Nein, Burnout ist keine anerkannte Berufskrankheit in Deutschland. Er fällt unter allgemeine psychische Erkrankungen (Anpassungsstörung, Depression, Erschöpfungssyndrom), die über die normale Krankenversicherung und die Rentenversicherung abgedeckt werden.
Kann ich vom alten Arbeitgeber während der Krankschreibung noch Entwicklerarbeit machen?
Auf keinen Fall. Wenn du krankgeschrieben bist, ist jede Arbeitstätigkeit für irgendjemanden ein potenzieller Verstoß gegen die Krankschreibung und kann die Lohnfortzahlung gefährden. Nur wenn dein Arzt die Wiedereingliederung freigibt (Hamburger Modell), kannst du stufenweise wieder arbeiten.

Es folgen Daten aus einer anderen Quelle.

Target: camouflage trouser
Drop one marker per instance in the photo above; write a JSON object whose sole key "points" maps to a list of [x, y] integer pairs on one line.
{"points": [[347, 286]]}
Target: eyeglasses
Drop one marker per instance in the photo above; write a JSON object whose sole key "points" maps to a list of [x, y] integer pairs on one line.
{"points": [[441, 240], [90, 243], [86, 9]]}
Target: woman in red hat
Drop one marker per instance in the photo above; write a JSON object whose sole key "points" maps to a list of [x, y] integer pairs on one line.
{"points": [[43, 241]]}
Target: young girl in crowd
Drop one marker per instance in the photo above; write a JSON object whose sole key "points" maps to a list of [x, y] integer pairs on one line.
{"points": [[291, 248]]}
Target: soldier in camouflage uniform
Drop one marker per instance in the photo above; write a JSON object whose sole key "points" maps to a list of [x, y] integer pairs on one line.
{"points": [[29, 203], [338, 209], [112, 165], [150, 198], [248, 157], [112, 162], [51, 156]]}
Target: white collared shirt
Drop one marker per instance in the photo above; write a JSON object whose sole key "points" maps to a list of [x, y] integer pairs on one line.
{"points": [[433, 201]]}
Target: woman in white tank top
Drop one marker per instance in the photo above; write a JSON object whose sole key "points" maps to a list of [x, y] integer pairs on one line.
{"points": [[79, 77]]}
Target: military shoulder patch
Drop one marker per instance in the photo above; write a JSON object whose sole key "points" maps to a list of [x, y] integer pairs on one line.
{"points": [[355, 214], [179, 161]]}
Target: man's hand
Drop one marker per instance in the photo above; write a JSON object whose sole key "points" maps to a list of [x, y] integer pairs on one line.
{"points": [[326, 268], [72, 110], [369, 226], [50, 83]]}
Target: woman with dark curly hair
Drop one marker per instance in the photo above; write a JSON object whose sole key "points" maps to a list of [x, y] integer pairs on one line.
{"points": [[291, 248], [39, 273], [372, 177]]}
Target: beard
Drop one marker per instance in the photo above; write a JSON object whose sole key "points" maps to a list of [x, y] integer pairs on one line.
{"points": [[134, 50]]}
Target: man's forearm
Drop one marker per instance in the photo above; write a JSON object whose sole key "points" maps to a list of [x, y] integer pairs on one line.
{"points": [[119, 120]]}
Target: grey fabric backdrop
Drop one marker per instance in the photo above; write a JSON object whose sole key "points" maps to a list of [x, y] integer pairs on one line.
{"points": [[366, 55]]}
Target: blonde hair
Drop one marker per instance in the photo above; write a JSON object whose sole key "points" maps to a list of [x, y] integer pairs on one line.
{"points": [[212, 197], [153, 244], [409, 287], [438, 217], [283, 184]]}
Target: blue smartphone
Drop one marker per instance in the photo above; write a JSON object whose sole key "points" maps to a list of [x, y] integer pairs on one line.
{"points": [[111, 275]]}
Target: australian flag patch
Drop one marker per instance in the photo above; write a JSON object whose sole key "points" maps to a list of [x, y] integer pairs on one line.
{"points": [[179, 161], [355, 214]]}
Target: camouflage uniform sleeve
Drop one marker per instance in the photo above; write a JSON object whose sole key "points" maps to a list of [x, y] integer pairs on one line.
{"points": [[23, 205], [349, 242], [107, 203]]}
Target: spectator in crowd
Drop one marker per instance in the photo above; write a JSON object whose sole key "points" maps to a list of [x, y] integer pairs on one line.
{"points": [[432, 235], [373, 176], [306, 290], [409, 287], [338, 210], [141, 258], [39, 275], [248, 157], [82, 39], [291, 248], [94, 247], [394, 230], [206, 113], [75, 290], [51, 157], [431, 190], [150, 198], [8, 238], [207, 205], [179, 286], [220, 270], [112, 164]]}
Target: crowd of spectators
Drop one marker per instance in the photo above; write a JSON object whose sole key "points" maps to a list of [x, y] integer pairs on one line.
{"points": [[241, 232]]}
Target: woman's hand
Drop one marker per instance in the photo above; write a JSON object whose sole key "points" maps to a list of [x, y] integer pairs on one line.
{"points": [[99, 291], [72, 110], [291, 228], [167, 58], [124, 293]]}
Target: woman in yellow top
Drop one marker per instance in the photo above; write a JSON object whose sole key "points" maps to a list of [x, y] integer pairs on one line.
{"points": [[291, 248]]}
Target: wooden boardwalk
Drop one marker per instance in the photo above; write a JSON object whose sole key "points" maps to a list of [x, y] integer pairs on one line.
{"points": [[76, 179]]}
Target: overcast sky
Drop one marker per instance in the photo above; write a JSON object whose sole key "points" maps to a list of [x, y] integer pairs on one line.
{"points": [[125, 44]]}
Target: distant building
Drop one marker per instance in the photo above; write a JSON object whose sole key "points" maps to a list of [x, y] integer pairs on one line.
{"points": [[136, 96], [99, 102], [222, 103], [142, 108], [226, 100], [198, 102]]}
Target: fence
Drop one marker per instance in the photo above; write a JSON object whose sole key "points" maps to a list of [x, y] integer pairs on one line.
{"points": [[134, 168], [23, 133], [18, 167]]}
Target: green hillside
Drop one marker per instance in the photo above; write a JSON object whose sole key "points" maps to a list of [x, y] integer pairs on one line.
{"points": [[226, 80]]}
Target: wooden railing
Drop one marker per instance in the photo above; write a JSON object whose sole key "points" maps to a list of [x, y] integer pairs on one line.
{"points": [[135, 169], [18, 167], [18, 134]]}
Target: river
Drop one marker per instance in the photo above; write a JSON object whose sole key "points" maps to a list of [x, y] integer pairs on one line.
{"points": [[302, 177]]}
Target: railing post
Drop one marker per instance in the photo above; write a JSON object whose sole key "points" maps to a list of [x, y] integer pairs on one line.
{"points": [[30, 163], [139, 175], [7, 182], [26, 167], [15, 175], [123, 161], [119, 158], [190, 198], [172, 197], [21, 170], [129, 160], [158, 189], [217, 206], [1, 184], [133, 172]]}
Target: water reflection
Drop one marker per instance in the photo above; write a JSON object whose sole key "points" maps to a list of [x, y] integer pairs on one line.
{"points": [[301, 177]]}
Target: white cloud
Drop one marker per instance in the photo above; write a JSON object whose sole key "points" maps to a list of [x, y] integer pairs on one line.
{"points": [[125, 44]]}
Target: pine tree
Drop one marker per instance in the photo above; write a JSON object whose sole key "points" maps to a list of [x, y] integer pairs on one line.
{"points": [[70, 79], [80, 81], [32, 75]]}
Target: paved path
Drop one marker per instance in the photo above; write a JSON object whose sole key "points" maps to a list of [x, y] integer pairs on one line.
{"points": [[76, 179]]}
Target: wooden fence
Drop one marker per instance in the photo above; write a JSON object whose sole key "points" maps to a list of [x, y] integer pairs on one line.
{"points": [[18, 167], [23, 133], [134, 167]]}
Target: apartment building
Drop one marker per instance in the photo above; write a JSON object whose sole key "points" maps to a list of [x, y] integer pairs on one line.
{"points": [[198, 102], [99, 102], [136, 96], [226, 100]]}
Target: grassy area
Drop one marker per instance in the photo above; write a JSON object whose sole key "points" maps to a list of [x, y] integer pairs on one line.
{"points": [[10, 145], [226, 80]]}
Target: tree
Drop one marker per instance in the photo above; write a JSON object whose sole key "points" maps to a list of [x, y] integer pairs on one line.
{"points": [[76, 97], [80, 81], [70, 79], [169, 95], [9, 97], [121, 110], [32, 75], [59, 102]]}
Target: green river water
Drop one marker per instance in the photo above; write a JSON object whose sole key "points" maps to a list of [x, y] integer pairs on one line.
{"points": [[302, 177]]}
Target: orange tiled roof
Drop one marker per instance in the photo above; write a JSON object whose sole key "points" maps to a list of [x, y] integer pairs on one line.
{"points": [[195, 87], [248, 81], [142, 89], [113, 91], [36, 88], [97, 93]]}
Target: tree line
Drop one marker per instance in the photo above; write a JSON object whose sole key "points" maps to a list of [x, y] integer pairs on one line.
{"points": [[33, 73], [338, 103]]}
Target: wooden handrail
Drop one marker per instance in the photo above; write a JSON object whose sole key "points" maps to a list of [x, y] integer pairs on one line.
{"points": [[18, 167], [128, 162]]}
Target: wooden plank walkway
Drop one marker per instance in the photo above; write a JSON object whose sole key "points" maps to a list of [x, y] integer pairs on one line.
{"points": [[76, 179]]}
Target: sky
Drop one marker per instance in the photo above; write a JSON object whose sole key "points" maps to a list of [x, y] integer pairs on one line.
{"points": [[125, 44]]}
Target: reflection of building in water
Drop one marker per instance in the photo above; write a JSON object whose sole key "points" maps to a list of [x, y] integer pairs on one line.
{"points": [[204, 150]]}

Wie bekomme ich als ITler schnell einen Therapieplatz?
Die Terminservicestelle der Kassenärztlichen Vereinigung (116 117) vermittelt innerhalb weniger Wochen. Zusätzlich kannst du bei privaten Therapeuten beginnen und die Kosten über das Kostenerstattungsverfahren einreichen. Online-Therapieangebote wie Selfapy oder HelloBetter überbrücken Wartezeiten.
Lohnt sich eine Umschulung aus der IT heraus finanziell?
Meist ja, wenn die Belastung im alten Beruf zu groß war. Ein Digitalisierungsmanager verdient ähnlich wie ein mittelerfahrener Entwickler, bei deutlich geringerer Belastung. Der Wechsel in Projektmanagement, Produktmanagement oder IT-Compliance ist oft ein Plus, kein Minus.
Kann der Arbeitgeber mir über das QCG eine Weiterbildung anbieten?
Ja. Das [Qualifizierungschancengesetz](PH4 fördert Weiterbildungen im Bestand, wenn der Arbeitsplatz durch Digitalisierung oder Strukturwandel betroffen ist. Bei kleinen Betrieben übernimmt die Agentur für Arbeit bis zu 100 Prozent der Kosten. Frag deinen Arbeitgeber oder die Personalabteilung.
Ich bin freiberuflich, habe ich überhaupt Anspruch auf Krankengeld?
Freiberufler sind in der Regel privat oder freiwillig gesetzlich versichert. Krankengeld gibt es nur, wenn du eine entsprechende Absicherung abgeschlossen hast (Krankentagegeldversicherung). Wenn du dir unsicher bist, frag deine Krankenversicherung konkret nach deinem Tarif.
Fazit
IT-Burnout ist kein Zeichen von Schwäche, sondern ein Warnsignal deines Körpers. Die ersten Schritte sind Arztbesuch, Krankschreibung, Therapie. Danach stellt sich die Frage: Zurück, Wechsel innerhalb der IT, oder Quereinstieg? Alle drei Wege sind gangbar, und alle drei lassen sich mit staatlicher Förderung absichern.